Je relève quelques passages d'un entretien entre l'auteur et Alain Minc dans Le Figaro du 27 juin à propos de la pertinence de Marx aujourd'hui.

Jacques Attali : « Comme interprète extralucide du devenir argent de toute chose, Marx a développé des prophéties qui se vérifient chaque jour. Il a eu l'intuition que le capitalisme progresserait irrésistiblement vers un processus de mondialisation, tout en conduisant à des concentrations, non, certes, à des monopoles, mais à des oligopoles assez nombreux dans des secteurs tels que la banque, l'assurance, l'automobile. Il a vu ce que serait l'aliénation par le travail et par la consommation, qu'il nomme «fétichisme de la marchan dise». Il a affirmé que le socialisme était impossible dans un seul pays, en particulier en Russie, et, plus largement, dans toute société marchande. Pour lui, le socialisme sera mondial et viendra après le capitalisme. (…) Le système de pensée de Marx s'applique beaucoup mieux au monde entier qu'aux évolutions individuelles de chacun des pays. De ce point de vue-là, la pensée de Marx devient d'une frappante actualité. C'est, ironiquement, la fin du système soviétique, qui en rendant possible la mondialisation, fait de Marx le grand penseur du nouveau siècle. »

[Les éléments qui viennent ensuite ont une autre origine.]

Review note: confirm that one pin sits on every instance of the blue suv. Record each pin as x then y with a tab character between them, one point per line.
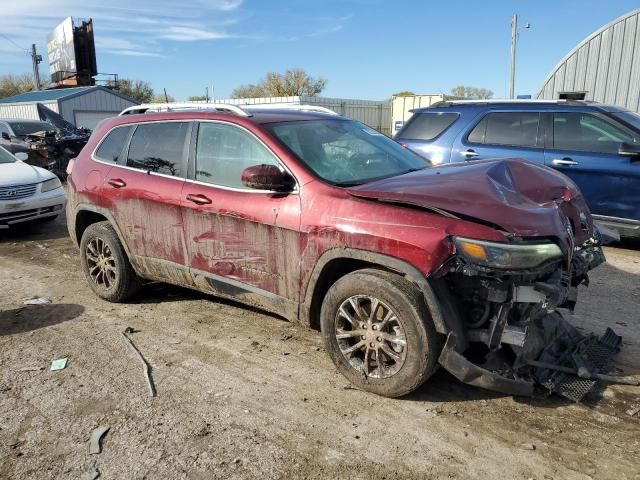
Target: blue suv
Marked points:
597	146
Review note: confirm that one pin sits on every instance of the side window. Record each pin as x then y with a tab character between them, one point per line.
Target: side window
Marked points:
588	133
427	126
159	147
110	150
516	129
224	151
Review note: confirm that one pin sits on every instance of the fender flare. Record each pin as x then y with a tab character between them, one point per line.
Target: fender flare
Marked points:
443	315
87	207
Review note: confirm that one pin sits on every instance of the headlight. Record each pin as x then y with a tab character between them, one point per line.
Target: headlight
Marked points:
506	256
50	184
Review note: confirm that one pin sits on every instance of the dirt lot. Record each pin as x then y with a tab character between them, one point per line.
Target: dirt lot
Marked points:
242	394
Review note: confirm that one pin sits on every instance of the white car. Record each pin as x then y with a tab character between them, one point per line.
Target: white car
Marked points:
27	193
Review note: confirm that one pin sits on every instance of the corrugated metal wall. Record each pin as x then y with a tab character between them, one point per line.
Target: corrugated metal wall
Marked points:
27	111
93	101
606	65
376	114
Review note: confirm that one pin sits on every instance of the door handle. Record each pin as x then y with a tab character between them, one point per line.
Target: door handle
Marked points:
117	182
564	161
198	199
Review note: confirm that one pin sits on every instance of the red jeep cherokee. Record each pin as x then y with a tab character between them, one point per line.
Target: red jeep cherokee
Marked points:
327	222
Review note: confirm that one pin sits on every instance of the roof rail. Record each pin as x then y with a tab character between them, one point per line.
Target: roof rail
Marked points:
177	107
292	106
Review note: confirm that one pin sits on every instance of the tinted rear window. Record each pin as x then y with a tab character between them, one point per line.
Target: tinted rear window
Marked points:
427	126
28	128
518	129
159	148
111	147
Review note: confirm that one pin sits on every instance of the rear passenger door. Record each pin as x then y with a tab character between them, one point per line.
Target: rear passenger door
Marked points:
241	241
501	134
144	189
584	146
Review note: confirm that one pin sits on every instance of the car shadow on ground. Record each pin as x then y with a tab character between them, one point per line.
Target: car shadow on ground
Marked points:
33	317
157	292
36	231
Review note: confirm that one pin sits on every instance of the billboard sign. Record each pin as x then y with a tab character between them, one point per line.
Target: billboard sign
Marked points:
61	51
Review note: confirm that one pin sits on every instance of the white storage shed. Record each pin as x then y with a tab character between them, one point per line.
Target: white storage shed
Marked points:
81	106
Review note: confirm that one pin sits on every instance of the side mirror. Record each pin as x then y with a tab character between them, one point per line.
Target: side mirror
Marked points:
267	177
629	149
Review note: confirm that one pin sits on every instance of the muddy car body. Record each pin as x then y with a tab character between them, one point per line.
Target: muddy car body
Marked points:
402	268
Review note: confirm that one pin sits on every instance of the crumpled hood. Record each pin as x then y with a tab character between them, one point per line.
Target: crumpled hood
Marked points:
520	197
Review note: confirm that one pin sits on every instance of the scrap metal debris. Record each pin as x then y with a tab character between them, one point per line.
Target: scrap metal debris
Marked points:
96	437
58	364
145	364
53	149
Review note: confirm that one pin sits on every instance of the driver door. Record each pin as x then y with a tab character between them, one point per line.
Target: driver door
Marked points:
240	241
584	146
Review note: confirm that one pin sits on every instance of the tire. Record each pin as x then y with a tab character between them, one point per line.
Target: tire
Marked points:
47	219
392	369
105	264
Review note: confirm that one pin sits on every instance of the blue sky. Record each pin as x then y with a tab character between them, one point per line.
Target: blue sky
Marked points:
366	49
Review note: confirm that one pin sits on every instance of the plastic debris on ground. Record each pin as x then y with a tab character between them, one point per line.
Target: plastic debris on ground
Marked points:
58	364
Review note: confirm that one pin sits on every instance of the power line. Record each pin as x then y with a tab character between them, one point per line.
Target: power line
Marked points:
26	50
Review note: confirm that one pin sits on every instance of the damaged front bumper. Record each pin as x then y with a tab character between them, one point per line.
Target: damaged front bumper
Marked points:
515	340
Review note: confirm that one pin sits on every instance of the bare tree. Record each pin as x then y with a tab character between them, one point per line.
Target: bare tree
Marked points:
293	82
403	93
136	89
471	93
15	84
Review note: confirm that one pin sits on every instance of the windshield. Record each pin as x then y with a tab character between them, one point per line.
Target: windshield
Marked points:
6	157
28	128
629	117
345	152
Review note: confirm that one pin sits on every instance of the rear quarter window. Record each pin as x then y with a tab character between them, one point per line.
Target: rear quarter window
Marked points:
159	148
427	126
110	150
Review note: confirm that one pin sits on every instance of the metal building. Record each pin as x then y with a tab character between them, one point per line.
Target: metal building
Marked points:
604	67
376	114
81	106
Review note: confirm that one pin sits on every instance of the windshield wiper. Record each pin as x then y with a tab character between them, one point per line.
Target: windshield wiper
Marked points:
369	180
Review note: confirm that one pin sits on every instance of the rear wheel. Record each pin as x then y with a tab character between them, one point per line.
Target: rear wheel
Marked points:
378	332
105	264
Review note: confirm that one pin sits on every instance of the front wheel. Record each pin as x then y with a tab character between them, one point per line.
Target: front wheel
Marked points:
378	332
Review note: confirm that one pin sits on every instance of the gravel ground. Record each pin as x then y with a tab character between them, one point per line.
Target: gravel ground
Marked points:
242	394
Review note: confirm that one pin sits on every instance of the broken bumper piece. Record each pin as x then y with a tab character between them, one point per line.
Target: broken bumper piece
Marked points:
569	364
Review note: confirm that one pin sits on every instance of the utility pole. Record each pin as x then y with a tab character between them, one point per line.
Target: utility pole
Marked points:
35	60
514	41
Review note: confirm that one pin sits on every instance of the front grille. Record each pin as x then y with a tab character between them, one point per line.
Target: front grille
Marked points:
16	192
24	215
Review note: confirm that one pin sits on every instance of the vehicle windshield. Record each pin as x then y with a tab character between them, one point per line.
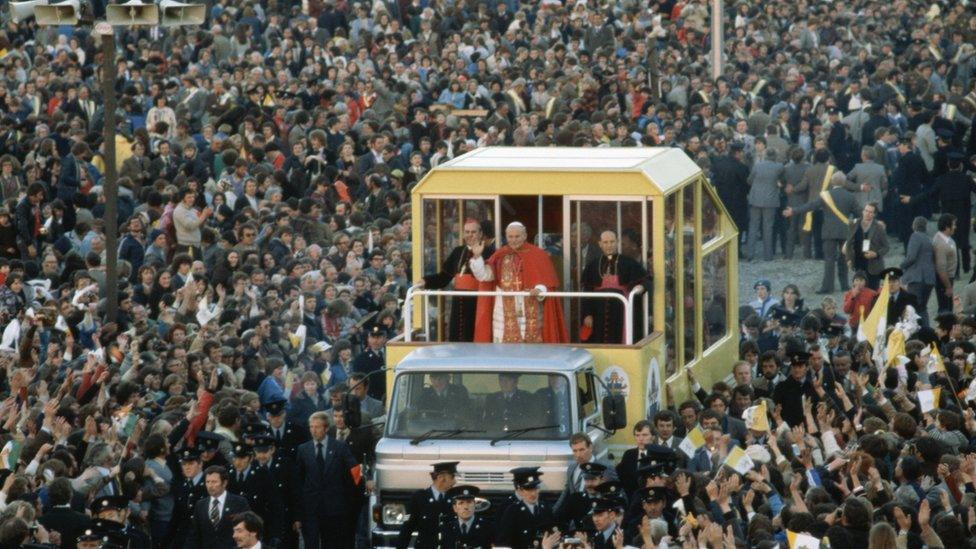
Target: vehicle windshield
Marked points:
490	405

Alain Minc : « Je serais sans doute plus sceptique que Jacques Attali, qui conserve cette foi enthousiaste grâce à laquelle il trouve la force de rebâtir une prophétie. Une prophétie où, à la fin des fins, la communion des saints se réaliserait dans le dépassement du capitalisme.

Minc me semble en effet plus clairvoyant qu'Attali. Au moment ou nous fêtons le centenaire de la naissance de Raymond Aron, il est bon de rappeler ce que disait ce dernier à propos du marxisme dans son Introduction à la philosophie politique : "une fois qu'on a déterminé que l'origine fondamentale des maux est la propriété privée et, en second lieu, une fois qu'on a démontré que le capitalisme va à sa destruction, mais que c'est très bien ainsi puisque, après la révolution, il y aura la société sans classes, alors on glisse volontiers à ce que j'appelle le millénarisme, c'est-à-dire l'acceptation presque satisfaite des luttes et des catastrophes qu'amène avec lui le capitalisme, parce que ces catastrophes seront fécondes. C'est ce que j'appellerai l'optimisme catastrophique: plus il y a de catastrophes capitalistes, mieux cela vaut, parce que c'est par les catastrophes que se réalisera la société sans classes. "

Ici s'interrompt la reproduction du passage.